On McGee's concept of jurimorphs
A few tweets written by Bruno Latour referring to "The Strange Entanglement of Jurimorphs", a chapter to be published in a book edited by Kyle McGee (“Bruno Latour and the Law”, Edinburgh University Press):
McGee' edited volume on [LAW] shows how tracing modes & domains differ, his concept of jurimorphs allow everything to become shaped as law.
— AIME (@AIMEproject) 6 Janvier 2015
So law as an institution is at once permeable to all influences and yet they are shaped in specific way by the key [LAW] as jurimorphs.
— AIME (@AIMEproject) 6 Janvier 2015
Topology of modes & topology of domains are very distinct, domains have border like states, not modes that are networky, see [RES·PRE]
— AIME (@AIMEproject) 6 Janvier 2015
Constant confusion in AIME critique is that readers shift from discussing domains instead of extracting modes, most of the time it fails.
— AIME (@AIMEproject) 6 Janvier 2015
McGee's concept of jurimorph is adjusted to extract from the confusing institution of Law what is highly specific to the passage of law.
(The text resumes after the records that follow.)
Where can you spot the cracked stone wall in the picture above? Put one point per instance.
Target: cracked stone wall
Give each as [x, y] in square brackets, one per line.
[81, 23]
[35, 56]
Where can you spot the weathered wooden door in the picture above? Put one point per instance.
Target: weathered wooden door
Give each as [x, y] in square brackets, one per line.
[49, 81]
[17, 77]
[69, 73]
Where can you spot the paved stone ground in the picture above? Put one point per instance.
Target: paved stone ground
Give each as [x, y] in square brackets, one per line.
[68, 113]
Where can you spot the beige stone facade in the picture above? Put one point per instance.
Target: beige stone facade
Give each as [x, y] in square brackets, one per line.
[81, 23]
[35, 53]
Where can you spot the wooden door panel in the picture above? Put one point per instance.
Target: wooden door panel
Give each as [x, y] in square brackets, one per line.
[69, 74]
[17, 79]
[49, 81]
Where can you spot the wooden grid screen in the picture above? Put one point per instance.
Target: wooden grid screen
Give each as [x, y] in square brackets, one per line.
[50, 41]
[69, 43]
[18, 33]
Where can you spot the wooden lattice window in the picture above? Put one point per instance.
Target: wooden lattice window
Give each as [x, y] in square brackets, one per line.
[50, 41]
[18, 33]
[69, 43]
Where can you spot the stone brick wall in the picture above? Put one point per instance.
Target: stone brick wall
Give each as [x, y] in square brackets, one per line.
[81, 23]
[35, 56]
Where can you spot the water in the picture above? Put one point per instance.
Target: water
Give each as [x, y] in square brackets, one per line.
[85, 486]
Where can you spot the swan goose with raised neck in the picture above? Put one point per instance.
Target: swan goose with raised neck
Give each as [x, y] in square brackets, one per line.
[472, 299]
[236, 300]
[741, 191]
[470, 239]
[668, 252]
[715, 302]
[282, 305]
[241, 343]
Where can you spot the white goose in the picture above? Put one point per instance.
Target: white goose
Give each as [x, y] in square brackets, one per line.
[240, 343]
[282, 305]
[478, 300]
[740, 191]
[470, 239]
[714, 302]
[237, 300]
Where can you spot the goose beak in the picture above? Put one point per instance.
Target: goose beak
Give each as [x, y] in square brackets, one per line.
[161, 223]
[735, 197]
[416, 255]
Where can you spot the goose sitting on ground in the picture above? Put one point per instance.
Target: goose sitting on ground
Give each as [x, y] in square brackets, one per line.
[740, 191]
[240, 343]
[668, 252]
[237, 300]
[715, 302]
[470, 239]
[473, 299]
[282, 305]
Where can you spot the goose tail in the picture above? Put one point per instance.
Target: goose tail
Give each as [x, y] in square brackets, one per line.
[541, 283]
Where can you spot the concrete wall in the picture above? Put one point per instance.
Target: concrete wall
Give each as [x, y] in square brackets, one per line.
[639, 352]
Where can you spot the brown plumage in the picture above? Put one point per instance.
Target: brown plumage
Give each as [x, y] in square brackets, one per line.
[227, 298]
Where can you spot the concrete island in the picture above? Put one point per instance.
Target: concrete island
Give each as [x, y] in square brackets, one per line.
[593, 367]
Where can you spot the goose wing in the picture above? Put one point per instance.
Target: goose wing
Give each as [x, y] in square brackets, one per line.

— AIME (@AIMEproject) 6 Janvier 2015
It's true that AIME introduces a confusion by having the same name for [LAW] mode and for Law institution, it should be called Assignation.
— AIME (@AIMEproject) 6 Janvier 2015
Same problem with religion & [REL] constantly at war since the prophets. So discussing 'religion' bears no relation with getting at [REL].
— AIME (@AIMEproject) 6 Janvier 2015
Each mode tends to hegemony so [FIC] for instance may aesthetize all other modes. So [REL] or [LAW] may morph all the others in their shape.
— AIME (@AIMEproject) 6 Janvier 2015
Hence the crucial role of [PRE]position that is a mix of philosophy & anthropology that keeps the pluralism of modes open against hegemony.